Iteratively Training Look-Up Tables for Network Quantization
This work addresses the need for efficient neural network deployment on devices with limited resources, presenting a flexible quantization method that can be adapted for pruning or multiplier-less operations, though it is incremental as it builds on existing quantization techniques.
The paper tackles the problem of reducing memory and computational requirements of deep neural networks for resource-limited devices by introducing LUT-Q, a training method that learns a dictionary for weight quantization, and it achieves better performance than other methods with the same bitwidth in image recognition and object detection tasks.

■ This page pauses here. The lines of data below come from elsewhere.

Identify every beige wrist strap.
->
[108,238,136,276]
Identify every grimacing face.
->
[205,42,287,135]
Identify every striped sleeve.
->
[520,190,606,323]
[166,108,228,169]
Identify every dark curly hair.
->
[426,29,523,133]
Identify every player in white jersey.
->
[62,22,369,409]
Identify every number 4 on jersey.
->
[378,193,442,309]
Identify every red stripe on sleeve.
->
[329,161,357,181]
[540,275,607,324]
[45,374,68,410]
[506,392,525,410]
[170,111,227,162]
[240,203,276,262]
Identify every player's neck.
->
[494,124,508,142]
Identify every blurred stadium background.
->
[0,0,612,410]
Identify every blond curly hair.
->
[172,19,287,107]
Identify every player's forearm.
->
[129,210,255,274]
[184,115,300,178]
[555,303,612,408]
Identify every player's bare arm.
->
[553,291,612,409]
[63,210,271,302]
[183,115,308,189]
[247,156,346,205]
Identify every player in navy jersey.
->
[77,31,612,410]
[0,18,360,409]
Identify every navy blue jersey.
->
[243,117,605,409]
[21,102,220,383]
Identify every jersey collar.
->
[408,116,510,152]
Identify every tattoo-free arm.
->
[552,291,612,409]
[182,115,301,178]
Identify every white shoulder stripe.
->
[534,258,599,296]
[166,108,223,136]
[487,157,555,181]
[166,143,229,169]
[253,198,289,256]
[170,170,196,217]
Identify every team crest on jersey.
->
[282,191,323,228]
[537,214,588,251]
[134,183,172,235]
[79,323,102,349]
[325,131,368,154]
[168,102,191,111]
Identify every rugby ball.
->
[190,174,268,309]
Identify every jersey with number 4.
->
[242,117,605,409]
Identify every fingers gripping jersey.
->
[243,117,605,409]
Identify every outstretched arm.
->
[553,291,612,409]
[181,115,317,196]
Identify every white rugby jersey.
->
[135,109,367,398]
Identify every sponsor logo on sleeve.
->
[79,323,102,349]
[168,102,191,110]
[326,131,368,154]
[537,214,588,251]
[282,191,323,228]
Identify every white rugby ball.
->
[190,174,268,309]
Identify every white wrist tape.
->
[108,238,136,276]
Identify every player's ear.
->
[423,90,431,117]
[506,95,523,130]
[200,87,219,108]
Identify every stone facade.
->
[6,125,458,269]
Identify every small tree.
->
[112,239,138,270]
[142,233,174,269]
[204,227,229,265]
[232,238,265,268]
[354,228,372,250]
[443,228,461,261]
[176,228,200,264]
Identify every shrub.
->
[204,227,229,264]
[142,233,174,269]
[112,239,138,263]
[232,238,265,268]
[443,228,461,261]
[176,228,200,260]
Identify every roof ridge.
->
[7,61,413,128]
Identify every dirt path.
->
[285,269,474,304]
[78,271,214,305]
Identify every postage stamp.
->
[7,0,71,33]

Operating deep neural networks on devices with limited resources requires the reduction of their memory footprints and computational requirements. In this paper we introduce a training method, called look-up table quantization, LUT-Q, which learns a dictionary and assigns each weight to one of the dictionary's values. We show that this method is very flexible and that many other techniques can be seen as special cases of LUT-Q. For example, we can constrain the dictionary trained with LUT-Q to generate networks with pruned weight matrices or restrict the dictionary to powers-of-two to avoid the need for multiplications. In order to obtain fully multiplier-less networks, we also introduce a multiplier-less version of batch normalization. Extensive experiments on image recognition and object detection tasks show that LUT-Q consistently achieves better performance than other methods with the same quantization bitwidth.